The event level has a concession stand and washroom facilities which spectators can use when floor seating is utilized for a performance.
On the sports side, there are 6 large dressing rooms arranged in pairs allowing each pair of rooms to be converted into one larger dressing room.
The event level also contains the IceDogs’ business offices and team facilities, which will be a huge step up from their cramp quarters at the Jack Gatecliff Arena.
Included in the designs are separate coaches and GM offices, a video room, players lounge, locker lounge, dressing room and a fitness center. There will also be medical facilities, laundry and equipment rooms, washrooms, showers and a sauna. A nearby team hospitality room, where players can meet and talk with their parents after the game, is also in the plans.
With a little more than a year to go before its grand opening, work on the spectator facility’s steel structure will begin this month.
Cranes will begin arriving on-site the week of August 11, with the first delivery of steel coming August 19. The first loads of steel will be used for columns along the north end of the facility.
“Once again a crane is erected in St.

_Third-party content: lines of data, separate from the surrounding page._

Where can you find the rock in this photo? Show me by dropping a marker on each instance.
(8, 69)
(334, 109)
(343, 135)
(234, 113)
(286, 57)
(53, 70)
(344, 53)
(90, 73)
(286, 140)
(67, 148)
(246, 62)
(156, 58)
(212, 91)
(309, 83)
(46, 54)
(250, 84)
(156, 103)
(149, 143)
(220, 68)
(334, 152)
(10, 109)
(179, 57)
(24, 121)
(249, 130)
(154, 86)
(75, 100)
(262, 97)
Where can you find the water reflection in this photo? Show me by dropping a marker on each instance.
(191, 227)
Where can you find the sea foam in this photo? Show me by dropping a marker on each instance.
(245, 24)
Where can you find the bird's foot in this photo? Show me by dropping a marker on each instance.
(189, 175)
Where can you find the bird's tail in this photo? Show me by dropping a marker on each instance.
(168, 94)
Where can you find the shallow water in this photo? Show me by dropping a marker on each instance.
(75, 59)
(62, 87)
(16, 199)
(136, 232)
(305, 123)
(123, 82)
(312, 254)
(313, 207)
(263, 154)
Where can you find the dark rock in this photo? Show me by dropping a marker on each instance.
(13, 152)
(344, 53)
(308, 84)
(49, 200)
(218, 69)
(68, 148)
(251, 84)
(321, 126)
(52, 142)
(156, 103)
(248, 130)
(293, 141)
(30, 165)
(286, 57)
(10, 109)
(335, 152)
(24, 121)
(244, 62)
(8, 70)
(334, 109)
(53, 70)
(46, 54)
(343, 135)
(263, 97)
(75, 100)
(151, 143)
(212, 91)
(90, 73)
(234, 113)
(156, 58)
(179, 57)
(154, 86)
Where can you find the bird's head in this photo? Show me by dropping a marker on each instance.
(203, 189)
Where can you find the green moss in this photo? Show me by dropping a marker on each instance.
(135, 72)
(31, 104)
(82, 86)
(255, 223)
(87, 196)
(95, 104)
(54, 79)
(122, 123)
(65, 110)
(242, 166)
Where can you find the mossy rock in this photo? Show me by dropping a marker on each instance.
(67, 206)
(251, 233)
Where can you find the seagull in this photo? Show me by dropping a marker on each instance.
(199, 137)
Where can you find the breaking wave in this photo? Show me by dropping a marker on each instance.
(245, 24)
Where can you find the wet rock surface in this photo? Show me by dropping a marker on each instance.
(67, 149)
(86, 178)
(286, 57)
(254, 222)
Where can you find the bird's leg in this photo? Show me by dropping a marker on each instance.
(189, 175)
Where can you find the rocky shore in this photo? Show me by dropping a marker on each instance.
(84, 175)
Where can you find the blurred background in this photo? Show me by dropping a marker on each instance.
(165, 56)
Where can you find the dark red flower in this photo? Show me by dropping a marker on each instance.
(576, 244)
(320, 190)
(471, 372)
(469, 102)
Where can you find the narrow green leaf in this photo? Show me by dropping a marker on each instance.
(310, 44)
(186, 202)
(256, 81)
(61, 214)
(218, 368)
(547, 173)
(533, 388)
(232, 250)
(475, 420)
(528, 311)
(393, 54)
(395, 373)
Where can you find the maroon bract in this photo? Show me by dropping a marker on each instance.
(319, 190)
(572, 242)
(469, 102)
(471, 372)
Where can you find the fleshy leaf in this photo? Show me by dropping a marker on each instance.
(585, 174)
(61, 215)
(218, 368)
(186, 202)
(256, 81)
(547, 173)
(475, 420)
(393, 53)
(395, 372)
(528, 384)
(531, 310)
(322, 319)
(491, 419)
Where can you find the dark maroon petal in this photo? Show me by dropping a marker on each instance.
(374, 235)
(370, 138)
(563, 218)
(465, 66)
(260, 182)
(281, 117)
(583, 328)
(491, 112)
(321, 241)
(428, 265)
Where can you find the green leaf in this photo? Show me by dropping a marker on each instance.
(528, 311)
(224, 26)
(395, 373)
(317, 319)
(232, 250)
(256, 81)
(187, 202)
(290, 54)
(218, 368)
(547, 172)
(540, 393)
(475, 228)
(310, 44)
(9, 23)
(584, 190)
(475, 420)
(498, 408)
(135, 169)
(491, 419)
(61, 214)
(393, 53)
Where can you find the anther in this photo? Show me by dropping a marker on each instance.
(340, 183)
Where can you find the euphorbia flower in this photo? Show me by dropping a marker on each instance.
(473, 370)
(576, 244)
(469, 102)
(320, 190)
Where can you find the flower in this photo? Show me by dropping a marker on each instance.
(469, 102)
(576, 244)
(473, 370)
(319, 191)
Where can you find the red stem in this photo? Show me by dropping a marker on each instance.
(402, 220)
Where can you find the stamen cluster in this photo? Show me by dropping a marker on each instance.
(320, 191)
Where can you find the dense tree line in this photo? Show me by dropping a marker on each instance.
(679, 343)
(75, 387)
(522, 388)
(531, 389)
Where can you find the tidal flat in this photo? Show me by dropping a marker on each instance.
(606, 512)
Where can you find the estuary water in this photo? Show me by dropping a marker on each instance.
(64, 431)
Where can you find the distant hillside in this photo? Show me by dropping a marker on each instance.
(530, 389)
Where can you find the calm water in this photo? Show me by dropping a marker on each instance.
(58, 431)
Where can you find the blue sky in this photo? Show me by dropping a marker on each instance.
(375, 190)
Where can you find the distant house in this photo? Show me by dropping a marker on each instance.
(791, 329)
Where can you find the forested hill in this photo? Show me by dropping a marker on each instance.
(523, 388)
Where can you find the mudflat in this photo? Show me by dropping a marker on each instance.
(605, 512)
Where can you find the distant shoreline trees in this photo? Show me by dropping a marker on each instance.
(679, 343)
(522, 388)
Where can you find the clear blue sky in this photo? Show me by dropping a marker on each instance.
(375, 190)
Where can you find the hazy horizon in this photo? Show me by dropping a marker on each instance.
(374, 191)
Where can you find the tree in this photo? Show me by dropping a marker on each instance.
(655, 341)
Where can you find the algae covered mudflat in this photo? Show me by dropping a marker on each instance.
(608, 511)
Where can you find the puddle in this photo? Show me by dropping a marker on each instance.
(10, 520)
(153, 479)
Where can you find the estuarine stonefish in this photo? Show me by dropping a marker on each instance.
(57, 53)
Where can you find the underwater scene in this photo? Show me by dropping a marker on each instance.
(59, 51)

Catharines, a symbol of the progress that is happening in our great city,” said Mayor Brian McMullan. “It builds excitement among our residents and business community and says to everyone that the Garden City is in the midst of transforming our downtown and is open for business.”
Building the spectator facility’s steel structure should take 13 weeks, with the venue fully enclosed early next spring. In November, pre-cast concrete stairs for the facility’s lower-bowl aisles will arrive.
Renderings of the two pedestrian bridges linking St. Paul Street to the facility are available at www.stcatharines.ca/spectatorfacility. The north bridge will be located between Queen and James streets and the south bridge will be across from William Street. Construction on the bridges will commence later this year.
The facility is expected to open in September 2014.